How To Install Ubuntu 8.04 With Software RAID1

This short guide explains how you can configure software RAID1 during the initial installation of an Ubuntu 8.04 ("Hardy Heron") system.

During Ubuntu installation:

From the “Partitions Disks” dialog box, select “Manually edit the partition table”.
Select the first disk (”sda”).
Say yes to “Create a new empty partition table on this device?”.
Use the dialog boxes to create one primary partition large enough to hold the root filesystem.
For “How to use this partition” select “physical volume for RAID“, not the default “Ext3 journaling file system”.
Make the partition bootable.
Use the dialogs to create one other primary partition taking up the remaining disk space. Later this will be used for swap.
For “How to use this partition” select “physical volume for RAID“, not the default “Ext3 journaling file system” and not “swap area”.
Repeat the above steps to create identical partitions on the second drive. Remember to mark partition one on both drives as “bootable”.
Once the partitions are configured, at the top of the “Partition Disks” main dialog select “Configure Software RAID”.
When asked “Write the changes to the storage devices and configure RAID” select “Yes”.
For “Multidisk configuration actions” select “Create MD device”.
For “Multidisk device type” select “RAID1”.
For “Number of active devices for the RAID1 array” enter “2”.
For “Number of spare devices for the RAID1 array” enter “0” (zero).
When asked to select “Active devices for the RAID1 multidisk device” select both /dev/sda1 and /dev/sdb1.
From the next dialog select “create MD device”.
Repeat the above steps to create an MD device that contains /dev/sda2 and /dev/sdb2.
Finally, from the dialog “Multidisk configuration actions” select “Finish”.

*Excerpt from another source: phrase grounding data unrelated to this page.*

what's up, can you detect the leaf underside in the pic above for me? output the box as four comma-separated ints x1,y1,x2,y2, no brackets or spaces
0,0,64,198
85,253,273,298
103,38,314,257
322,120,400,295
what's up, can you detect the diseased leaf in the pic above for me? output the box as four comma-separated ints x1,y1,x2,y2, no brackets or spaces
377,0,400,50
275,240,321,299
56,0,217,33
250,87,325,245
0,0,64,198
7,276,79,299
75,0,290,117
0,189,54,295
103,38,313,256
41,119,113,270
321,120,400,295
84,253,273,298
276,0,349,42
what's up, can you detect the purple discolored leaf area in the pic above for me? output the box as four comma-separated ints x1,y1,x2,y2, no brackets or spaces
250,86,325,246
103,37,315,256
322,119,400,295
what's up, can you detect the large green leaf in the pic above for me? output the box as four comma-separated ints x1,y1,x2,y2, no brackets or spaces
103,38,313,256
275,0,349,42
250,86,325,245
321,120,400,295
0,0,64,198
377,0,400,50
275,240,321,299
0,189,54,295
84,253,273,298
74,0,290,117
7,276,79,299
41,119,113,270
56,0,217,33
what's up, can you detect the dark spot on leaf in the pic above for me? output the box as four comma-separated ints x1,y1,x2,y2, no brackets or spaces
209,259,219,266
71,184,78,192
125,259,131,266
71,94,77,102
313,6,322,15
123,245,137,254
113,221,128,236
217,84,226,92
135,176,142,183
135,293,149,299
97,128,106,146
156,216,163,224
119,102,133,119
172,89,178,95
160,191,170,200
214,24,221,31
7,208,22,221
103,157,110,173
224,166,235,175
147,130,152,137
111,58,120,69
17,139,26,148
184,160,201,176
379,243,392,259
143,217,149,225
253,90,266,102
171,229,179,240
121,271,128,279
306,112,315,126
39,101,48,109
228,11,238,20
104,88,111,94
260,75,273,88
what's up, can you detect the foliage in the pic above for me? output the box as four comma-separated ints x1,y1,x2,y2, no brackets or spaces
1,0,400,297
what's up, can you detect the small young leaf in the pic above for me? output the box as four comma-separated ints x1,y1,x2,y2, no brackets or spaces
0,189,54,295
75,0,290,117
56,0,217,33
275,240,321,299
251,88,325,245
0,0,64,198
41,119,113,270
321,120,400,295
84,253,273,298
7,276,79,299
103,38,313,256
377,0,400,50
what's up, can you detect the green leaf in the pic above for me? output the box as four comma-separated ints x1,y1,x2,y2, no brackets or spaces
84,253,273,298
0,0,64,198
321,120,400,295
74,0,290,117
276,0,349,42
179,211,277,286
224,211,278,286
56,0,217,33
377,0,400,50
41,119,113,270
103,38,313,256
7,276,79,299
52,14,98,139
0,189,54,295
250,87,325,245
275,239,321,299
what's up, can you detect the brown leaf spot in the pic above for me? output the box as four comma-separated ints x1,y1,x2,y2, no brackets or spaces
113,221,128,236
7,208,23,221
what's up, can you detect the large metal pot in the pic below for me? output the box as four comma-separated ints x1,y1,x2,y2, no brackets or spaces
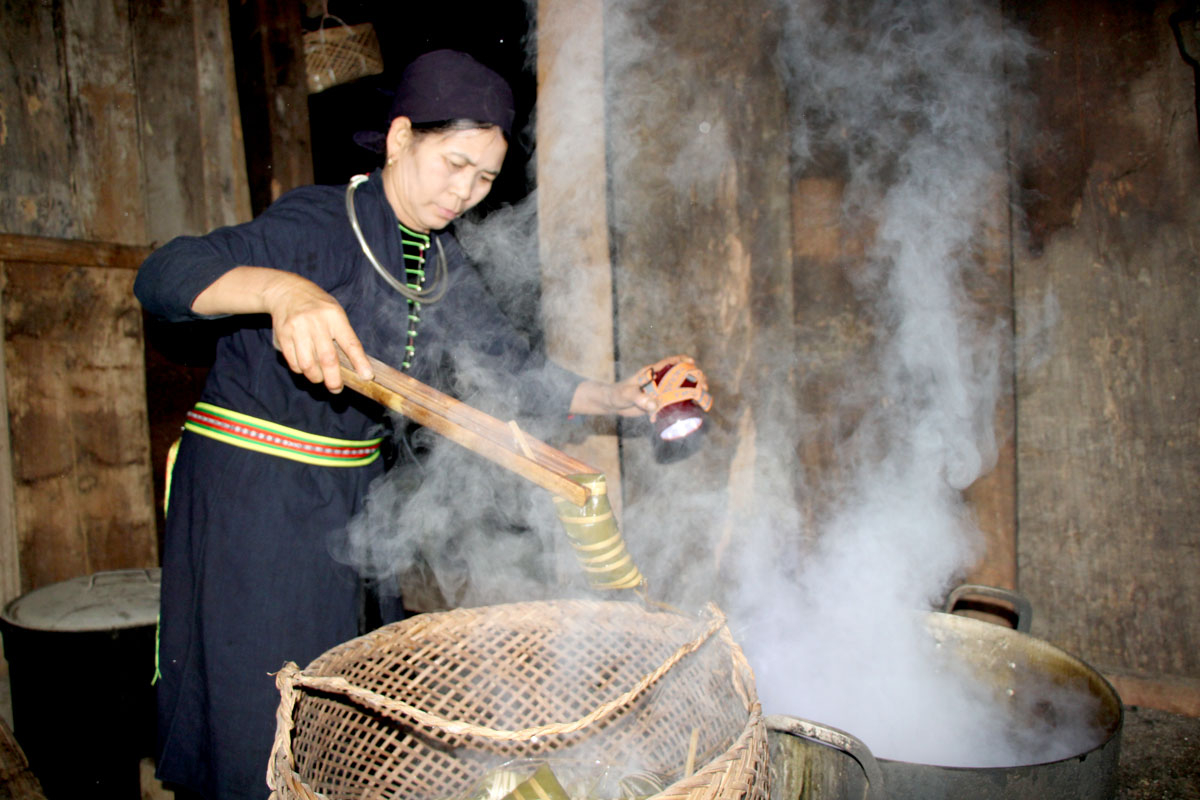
0,568,161,799
766,586,1123,800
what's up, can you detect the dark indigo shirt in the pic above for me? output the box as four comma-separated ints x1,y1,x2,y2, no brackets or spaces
135,170,582,439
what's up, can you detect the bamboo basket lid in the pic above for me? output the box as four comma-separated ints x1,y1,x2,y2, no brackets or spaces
269,600,768,800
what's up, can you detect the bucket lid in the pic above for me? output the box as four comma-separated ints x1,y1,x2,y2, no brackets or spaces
1,569,161,632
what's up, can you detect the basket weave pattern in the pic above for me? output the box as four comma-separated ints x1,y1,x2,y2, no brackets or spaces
269,600,768,800
303,22,383,94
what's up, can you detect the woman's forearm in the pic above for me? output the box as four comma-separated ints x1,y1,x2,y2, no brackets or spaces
569,378,657,417
192,266,373,389
190,266,293,316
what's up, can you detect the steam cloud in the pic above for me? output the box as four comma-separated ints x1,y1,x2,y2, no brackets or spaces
334,0,1105,771
728,0,1094,768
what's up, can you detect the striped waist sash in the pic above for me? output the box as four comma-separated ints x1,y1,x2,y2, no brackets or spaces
184,402,383,467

Next configure device md0 to be mounted as the “/” filesystem and device md1 to be mounted as swap:

From the “Partition Disks” dialog, move the cursor bar under “RAID device #0? and select “#1”.
Configure the device as an Ext3 filesystem mounted on /.

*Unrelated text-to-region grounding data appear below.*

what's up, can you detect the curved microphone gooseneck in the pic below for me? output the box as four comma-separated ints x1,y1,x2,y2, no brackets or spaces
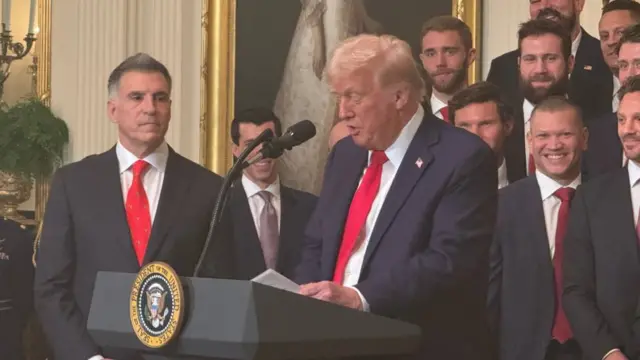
192,128,274,277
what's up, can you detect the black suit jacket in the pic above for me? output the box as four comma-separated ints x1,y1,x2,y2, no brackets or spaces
33,147,231,360
487,28,613,117
504,105,528,185
582,112,622,181
489,176,573,360
563,167,640,360
296,113,498,360
228,181,317,280
0,218,34,360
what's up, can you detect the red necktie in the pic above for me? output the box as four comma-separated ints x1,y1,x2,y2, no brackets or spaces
440,106,449,123
528,153,536,175
333,150,388,284
551,187,575,343
126,160,151,265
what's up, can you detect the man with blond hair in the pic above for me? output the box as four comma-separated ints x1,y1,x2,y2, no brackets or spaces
296,33,497,360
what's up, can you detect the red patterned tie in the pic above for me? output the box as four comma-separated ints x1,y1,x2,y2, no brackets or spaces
440,106,450,123
528,153,536,175
551,187,575,343
126,160,151,265
333,150,388,284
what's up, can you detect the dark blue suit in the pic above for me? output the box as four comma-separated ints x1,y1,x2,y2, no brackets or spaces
296,112,498,360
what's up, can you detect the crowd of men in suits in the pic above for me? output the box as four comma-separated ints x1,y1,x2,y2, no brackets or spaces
6,0,640,360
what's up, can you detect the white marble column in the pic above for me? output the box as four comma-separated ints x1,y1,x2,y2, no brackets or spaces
51,0,202,164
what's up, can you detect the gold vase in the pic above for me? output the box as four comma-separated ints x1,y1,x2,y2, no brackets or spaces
0,171,33,223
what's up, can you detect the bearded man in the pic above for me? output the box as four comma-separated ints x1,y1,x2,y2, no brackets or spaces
419,16,476,122
487,0,612,117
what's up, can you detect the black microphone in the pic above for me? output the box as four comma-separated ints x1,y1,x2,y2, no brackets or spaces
243,120,316,168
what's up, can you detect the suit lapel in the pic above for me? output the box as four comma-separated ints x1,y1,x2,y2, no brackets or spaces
505,103,527,183
321,144,368,279
96,148,139,267
361,118,436,267
525,178,555,276
277,186,297,272
603,169,639,266
142,149,192,264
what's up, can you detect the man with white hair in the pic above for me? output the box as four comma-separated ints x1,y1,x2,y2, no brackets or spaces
296,33,498,360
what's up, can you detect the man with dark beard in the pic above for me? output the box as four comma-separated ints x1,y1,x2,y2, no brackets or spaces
487,1,611,117
419,16,476,122
505,19,573,182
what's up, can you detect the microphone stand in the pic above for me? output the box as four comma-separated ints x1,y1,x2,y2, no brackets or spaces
192,129,274,277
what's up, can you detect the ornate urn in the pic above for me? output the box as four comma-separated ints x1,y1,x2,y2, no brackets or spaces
0,171,33,221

Making every drive bootable

Boot your freshly installed Ubuntu and do the following :

grub

device (hd1) /dev/sdb

root (hd1,0)

setup (hd1)

quit

Adding second HD to grub

vi /boot/grub/menu.lst

Add something like this :

### To boot if sda fails ###
title           Ubuntu 8.04.1, kernel 2.6.24-19-generic /dev/sda fail
root            (hd1,0)
kernel          /boot/vmlinuz-2.6.24-19-generic root=/dev/md0 ro quiet splash
initrd          /boot/initrd.img-2.6.24-19-generic
### End mod ###

Replace kernel and initrd filename if necessary. Reboot and try if Ubuntu boot on the second hard drive.

Care and feeding

Having two drives configured in a RAID1 mirror allows the server to continue to function when either drive fails. When a drive fails completely, the kernel RAID driver automatically removes it from the array.

However, a drive may start having seek errors without failing completely. In that situation the RAID driver may not remove it from service and performance will degrade. Luckily you can manually remove a failing drive using the “mdadm” command. For example, to manually mark both of the RAID devices on drive sda as failed:

mdadm /dev/md0 –-fail /dev/sda1
mdadm /dev/md1 –-fail /dev/sda2

The above removes both RAID devices on drive sda from service, leaving only the partitions on drive sdb active.

Removing a failed drive

When a drive fails it is vital to act immediately. RAID drives have an eerie habit of all failing around the same time, especially when they are identical models purchased together and put into service at the same time. Even drives from different manufacturers sometimes fail at nearly the same time… probably because they all experience the same environmental factors (power events, same number of power downs, the same janitor banging the vacuum into the server every night, etc.)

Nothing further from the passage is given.